Bitterspice did hers. I'll do mine.
If I could be a scientist: I'd head to South Korea to do stem cell work.
If I could be a farmer: I'd sell out and move to the city. I've no head for agriculture.
If I could be a musician: I'd go on tour with the Rollins Band, just for the stories.
If I could be a doctor: I could finally afford health insurance.
If I could be a painter: my cousin, the painter, could develop a sneering hatred of me.
If I could be a gardener: see the farmer sentence.
If I could be a missionary: I'd spread the good news that God is dead.
If I could be a chef: I could finally work with my own Tandoor.
If I could be an architect: I'd rebuild the White House in an early medieval theme to better fit its current inhabitants.
If I could be a linguist: I'd definitively isolate the Seattle accent.
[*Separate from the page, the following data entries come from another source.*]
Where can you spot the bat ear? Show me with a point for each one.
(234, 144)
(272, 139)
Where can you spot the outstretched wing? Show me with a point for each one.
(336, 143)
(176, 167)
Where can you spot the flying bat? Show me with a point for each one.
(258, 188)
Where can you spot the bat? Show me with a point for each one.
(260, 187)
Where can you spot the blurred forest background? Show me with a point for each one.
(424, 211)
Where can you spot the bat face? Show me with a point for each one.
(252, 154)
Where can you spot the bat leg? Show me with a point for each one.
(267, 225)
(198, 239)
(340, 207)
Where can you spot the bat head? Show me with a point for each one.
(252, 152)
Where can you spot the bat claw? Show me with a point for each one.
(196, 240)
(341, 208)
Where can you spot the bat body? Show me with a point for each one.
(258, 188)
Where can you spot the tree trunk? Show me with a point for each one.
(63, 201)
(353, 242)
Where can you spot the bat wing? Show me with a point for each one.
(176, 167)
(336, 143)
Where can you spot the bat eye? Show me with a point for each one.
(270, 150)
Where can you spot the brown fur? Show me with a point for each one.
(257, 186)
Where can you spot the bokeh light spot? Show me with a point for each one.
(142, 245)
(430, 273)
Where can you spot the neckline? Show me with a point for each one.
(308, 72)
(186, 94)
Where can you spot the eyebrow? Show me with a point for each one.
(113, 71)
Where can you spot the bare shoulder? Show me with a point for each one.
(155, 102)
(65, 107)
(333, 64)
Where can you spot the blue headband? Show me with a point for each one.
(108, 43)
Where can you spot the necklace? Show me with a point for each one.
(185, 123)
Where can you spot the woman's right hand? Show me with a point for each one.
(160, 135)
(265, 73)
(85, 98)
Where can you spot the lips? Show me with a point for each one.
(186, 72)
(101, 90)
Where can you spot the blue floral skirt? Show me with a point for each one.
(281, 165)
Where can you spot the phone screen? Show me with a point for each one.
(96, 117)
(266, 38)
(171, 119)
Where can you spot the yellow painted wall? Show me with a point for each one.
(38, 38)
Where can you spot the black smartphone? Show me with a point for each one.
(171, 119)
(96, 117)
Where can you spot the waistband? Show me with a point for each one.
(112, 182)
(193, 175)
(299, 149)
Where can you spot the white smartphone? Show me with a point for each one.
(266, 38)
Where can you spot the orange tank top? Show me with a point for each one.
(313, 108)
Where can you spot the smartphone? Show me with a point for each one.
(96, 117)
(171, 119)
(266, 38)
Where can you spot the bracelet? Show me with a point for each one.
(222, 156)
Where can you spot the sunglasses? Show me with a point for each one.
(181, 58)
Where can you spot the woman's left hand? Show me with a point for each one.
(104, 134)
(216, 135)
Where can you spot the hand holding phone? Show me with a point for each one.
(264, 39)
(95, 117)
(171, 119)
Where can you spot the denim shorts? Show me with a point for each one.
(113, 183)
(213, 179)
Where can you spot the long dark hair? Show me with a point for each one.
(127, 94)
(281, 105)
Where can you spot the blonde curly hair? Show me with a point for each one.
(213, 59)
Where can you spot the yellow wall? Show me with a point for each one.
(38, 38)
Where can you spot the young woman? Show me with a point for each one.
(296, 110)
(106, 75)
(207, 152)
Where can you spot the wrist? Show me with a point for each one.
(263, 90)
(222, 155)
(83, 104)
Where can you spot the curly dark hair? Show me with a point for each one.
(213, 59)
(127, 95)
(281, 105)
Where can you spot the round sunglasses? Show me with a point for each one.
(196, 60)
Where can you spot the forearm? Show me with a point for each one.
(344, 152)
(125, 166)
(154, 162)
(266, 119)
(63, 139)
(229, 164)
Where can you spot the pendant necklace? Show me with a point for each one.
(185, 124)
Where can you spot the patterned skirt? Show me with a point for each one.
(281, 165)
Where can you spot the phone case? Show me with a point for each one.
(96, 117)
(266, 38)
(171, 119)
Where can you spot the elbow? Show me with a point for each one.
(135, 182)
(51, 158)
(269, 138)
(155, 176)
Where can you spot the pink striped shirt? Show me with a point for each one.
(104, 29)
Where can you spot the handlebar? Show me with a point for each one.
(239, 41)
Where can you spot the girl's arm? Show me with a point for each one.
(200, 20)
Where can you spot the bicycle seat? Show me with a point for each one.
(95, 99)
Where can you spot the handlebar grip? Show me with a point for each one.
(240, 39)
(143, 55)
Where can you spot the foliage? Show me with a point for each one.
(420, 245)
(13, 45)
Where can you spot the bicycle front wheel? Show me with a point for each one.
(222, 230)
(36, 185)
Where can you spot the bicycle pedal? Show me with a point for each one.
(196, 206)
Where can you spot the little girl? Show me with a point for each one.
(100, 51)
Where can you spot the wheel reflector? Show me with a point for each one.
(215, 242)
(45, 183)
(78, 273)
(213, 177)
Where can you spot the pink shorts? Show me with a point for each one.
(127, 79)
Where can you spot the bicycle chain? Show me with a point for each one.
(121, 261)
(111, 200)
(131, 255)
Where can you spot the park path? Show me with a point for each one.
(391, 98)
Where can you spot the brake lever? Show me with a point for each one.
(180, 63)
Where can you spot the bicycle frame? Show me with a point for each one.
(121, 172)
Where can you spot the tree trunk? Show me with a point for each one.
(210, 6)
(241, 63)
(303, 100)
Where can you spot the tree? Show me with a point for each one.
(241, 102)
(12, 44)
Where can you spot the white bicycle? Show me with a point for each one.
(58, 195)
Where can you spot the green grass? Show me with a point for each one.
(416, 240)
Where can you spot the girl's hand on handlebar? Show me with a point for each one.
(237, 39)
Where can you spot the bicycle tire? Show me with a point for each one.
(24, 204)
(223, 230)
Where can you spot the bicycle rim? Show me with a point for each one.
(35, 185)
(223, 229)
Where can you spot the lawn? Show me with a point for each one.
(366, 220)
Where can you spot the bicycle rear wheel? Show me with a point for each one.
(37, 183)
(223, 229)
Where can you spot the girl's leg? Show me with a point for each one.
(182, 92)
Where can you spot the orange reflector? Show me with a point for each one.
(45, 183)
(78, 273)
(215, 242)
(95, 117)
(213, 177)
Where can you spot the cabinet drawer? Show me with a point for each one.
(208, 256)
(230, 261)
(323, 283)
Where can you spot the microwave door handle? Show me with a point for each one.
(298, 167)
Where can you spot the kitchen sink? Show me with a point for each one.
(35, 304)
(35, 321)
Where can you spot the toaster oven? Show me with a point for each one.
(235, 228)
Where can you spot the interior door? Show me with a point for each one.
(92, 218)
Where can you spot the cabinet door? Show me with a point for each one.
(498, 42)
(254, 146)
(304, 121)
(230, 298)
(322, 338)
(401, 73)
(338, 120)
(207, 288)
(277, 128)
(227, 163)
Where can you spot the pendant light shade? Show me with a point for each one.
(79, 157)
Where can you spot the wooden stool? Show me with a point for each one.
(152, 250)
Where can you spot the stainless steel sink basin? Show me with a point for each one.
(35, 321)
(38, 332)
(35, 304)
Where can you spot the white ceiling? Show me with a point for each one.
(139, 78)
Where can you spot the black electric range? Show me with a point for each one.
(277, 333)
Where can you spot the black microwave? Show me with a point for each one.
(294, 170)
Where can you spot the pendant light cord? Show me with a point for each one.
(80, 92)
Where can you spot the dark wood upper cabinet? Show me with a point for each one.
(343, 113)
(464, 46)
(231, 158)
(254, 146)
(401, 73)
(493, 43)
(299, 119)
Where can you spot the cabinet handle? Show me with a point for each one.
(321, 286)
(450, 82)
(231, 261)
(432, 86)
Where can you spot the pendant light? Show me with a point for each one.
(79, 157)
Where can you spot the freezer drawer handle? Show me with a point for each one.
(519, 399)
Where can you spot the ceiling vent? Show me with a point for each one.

If I could be a psychologist: I'd subject Michael Bay to my Michael-Bay-Film-Aversion protocol.
If I could be a librarian: I'd tell the FBI to fuck off.
If I could be an athlete: I'd be the starting SAM linebacker for the Oakland Raiders.
If I could be a lawyer: I'd try to secure legitimate legal hearings for the GitMo inmates.
If I could be an innkeeper: I'd...yes, dear, I'm doing it, dear!
If I could be a professor: I'd be the mighty famous bigshot who's always on sabbatical.
If I could be a writer: I'd be me.
If I could be a llama-rider: I'd name him Floyd Flewellan the Llovlley Llama of Tywysogaeth Cymru.